I contacted the antiques house by email and asked to view the spoons.
Here’s a tip – if you’re buying an antique, don’t say how much it means to you to have it and definitely don’t say it used to belong to a family member. The dealer will be more likely to knock off a few pounds if you adopt an astute but relaxed attitude. If you show that you really, really want it it's unlikely they'll give you a discount.
I just said I was interested in spoons generally (I panicked), and the dealer wrote up a history of the spoons, where they were made, who made them and the design.
I found myself riveted by spoons.
When I asked to view the spoons, it turned out that they lived one street away from the flat.
It blows my mind to think that 300 years after his great, great, great grandfather commissioned these spoons, they would live one road away from his great, great, great, grandson.
I had to engineer a respoonion.
While I was chatting with the dealer and inspecting the tiny spoons wrapped in Kleenex tissue (which looked like it had served a former purpose) I asked him if he’d studied history at university. Of course he had. At the same university that I went to! It seemed like the gods were smiling on me and he knocked off £10 as an ‘alumni discount’.
To accompany the spoons, I wrote up their history: where they had been made, the fiddle-shape design, what happened to them after the estate was sold and how they ended up just one street away. I found a picture of his great, great, great grandfather too (Google) and enclosed a copy of it to bring the spoons to life. Is that a glove in hand or is it one of his mustard spoons? We will never know. Unless we look really closely.
I couldn’t imagine anyone else in the world appreciating these spoons as much as my husband and I gave them to him on Christmas day. He said it was the most 'meaningful gift anyone had given him' and because he's a bit quirky and because I'd given him some really weird gifts in the past (a pig bookmark and a shredder) I believed him.

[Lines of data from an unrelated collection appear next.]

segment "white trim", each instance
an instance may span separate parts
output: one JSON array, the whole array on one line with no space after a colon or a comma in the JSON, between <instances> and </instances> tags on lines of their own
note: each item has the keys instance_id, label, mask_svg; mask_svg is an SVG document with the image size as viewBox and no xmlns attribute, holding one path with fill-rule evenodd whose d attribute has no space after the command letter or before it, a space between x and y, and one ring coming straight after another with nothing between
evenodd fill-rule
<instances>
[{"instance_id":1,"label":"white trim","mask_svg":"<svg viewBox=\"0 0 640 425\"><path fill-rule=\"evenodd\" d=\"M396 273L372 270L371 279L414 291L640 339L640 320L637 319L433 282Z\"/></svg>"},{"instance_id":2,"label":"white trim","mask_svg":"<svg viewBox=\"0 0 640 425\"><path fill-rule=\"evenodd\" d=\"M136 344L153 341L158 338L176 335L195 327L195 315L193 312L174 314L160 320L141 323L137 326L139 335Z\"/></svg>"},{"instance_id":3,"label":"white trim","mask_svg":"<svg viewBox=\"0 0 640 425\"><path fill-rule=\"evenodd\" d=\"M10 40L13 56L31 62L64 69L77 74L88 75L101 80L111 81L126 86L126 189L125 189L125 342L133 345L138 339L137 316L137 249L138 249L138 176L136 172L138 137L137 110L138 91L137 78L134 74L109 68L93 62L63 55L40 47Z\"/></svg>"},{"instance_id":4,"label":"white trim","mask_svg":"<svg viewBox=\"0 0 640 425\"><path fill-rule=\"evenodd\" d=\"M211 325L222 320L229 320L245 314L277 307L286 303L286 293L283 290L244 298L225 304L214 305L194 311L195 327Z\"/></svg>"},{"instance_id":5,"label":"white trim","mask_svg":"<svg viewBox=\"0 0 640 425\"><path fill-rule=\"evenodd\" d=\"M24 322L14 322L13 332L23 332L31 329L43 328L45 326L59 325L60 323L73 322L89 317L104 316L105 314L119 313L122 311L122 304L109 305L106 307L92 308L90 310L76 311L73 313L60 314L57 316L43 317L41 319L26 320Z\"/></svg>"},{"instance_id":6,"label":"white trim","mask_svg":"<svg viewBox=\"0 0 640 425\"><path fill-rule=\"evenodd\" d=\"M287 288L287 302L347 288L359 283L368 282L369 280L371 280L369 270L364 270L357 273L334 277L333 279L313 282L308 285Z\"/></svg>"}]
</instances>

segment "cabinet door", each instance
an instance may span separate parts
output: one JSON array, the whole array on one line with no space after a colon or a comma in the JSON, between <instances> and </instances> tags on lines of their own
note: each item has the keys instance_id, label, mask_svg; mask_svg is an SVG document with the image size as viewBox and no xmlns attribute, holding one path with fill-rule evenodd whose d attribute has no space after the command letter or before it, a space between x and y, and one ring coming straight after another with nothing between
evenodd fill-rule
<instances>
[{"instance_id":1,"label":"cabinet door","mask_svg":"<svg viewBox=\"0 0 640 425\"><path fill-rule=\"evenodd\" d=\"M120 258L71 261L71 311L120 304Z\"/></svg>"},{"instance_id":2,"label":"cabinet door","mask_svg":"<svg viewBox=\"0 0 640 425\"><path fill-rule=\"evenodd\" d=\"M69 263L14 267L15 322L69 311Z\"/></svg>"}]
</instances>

I found it helpful to give myself rules to steer me to ideas
- Establish what you can afford and don't overspend
- Recollect conversations and experiences. The things that you've shared with each other will contain clues: a special edition of their favourite childhood book, a framed picture of a place they have happy memories of, a penchant for mustard.
- Add value: think of what will improve their life. Maybe it's not anything you can buy. Maybe it's spending a day helping them sort through their wardrobe.